2015 was an extreme weather year for McConnell Golf. From flooding to below freezing temperatures, few of the 12 courses were immune from damage to greens and fairways.

Most McConnell properties are located in a natural transition weather zone. Therefore, courses utilize a mixture of warm and cool season grasses to ward against tem­perature fluctuation; yet neither grass type is able to thrive under some conditions. When that happens, the task is to recover swiftly, which is where Director of Agronomy Michael Shoun comes in.


January and February 2015 brought some of the coldest temperatures ever seen in North Carolina — some areas saw temperatures 30 degrees below average — and associated sleet, snow, and ice. Raleigh Country Club, Sedgefield Country Club, and Wakefield Plantation, all located in North Carolina’s Piedmont region, dealt with temperatures 30 degrees below average and snowfall between 7 and 9.5 inches.

That didn’t bode well for warm-sea­son Bermuda grass. Those courses’ north-facing slopes, often lacking sun­light, suffered severe winter kill. Even if the greens thawed during the day, they inevitably refroze at night.


Already weakened from the winter, June brought sweltering heat to the Southeast, with 12 straight days of tem­peratures at or above 95 degrees in and around Raleigh. The extreme heat damaged the cool-season bentgrass greens on multiple courses, and was then followed by heavy rain during the late summer and early fall.

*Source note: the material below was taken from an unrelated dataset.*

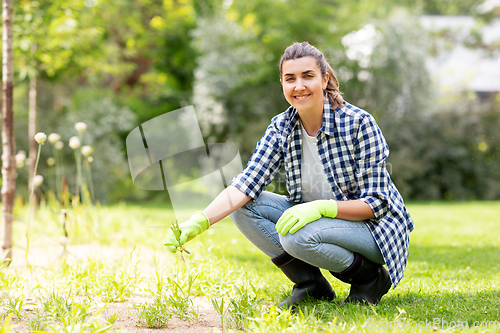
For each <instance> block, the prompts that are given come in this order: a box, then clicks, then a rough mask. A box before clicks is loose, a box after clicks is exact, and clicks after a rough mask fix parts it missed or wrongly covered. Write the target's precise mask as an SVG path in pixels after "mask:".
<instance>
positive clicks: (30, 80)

Torrential downpours led to flooding, and South Carolina’s record-breaking deluge made national headlines. Mus­grove Mill Golf Club, located along the Enoree River, was an unfortunate victim. Over the fall, the course flooded four times. Some areas were submerged un­der 20 feet of water, secured riverbanks were destroyed, and a transfer pump used for delivering river water to an irri­gation pond was entirely swept away.


But it wasn’t all havoc and recovery. Over the course of the year, the Dye course at Sedgefield Country Club was the one course to fully close for repair due to weather-related dam­ages. “Once we realized we were going to have major issues at most of our courses due to weather, it was all hands on deck,” says Shoun. “Fortu­nately we had the financial support to get the winter-damaged sod cut out and immediately put new sod down and grow it in.” The team at Musgrove Mill worked from sunup to sundown for two weeks to clean up the course after the flood damage, and used an over­seeding technique of putting down rye grass on top of Bermuda grass to make the greens playable during the winter until they could completely dry out the following spring.

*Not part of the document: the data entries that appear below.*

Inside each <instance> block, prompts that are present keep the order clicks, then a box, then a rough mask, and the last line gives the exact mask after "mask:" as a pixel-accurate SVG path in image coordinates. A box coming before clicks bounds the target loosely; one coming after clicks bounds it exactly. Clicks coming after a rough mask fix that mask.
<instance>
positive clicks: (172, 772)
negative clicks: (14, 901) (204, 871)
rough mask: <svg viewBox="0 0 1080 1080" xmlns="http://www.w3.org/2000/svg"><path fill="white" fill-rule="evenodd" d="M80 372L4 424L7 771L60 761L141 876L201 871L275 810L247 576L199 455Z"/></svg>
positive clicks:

During the eight-week closure of the Dye course at Sedgefield, the fairway damage was so extensive that the team had to essentially build a new golf course covering nearly 22 acres. The team used sprigs, small plant parts grown elsewhere then planted to cre­ate a playable turf. Sprigging is one of the only methods that can be used for destroyed grass.


As the year wrapped up with one of the warmest and wettest Decembers on record, it’s needless to say Shoun and his team hoped for an uneventful 2016. “One of the biggest drawbacks of this profession is that you can take every precaution you possibly can, and Mother Nature can still throw you a curve ball and change everything,” says Shoun. But for him, this is par for the course. “We just happen to be in a tough area but it definitely keeps things interesting. I wouldn’t have it any other way.”